By eliminating lower-income jobs, the industries that are most ripe for automation may also be eliminating their best customers, and that’s not sustainable.
The 7 Ps
After hundreds or thousands of years of building, leaders of some civilizations started to see a need for urban planning. The Romans were master planners. Here in the United States, one of the earliest examples was the Grand Model for the Province of Carolina.
Originally drafted by John Locke, it greatly influenced the development of Charleston, South Carolina, among other places. His urban plan provided detailed standards for block size, lot size, street width, waterfront setbacks and other standards. Arguably, it set the tone for modern planning and zoning ordinances here in the U.S.
Planning for singularity
Even back then, Mr. Locke knew that piss-poor planning promotes piss-poor performance. It seems more obvious every day that man and machine are quickly assimilating. The transparency that’s inherent in technology will eventually destroy privacy. Automation will eventually eliminate the need for human labor. There’s a short window of time between then and now. We need a master plan for how we’ll manage the disruption that goes along with it.
Technology will eventually make work obsolete.

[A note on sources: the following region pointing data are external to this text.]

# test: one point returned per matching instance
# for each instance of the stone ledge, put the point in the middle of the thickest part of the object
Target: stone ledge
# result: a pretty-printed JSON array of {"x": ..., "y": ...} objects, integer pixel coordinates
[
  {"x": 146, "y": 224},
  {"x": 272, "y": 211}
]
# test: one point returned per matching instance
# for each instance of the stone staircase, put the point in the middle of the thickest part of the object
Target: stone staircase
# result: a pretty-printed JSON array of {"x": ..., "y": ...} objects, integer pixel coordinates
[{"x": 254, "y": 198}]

People need to understand what’s coming and must be prepared. They’ll need new skills. We’ll need new financial models. Some have suggested a Universal Basic Income. They believe the increases in productivity that come with automation will generate the wealth necessary to pay for it. They also contend that with that kind of economic security, we’ll all become artists, poets and playwrights.
Maybe so, but right now we’re training our kids for the opposite. We’re emphasizing science, technology, engineering and mathematics. While those skills might be necessary to get us to the point of singularity, they’re also ripe for obsolescence once we’re there. Machines will be better at math, science and engineering than we will.
If all of this actually happens in 2045 as Mr. Kurzweil predicted, a child born today will be 30 years old and will have the potential to live forever. Maybe the big question then is, what will they do with all that time?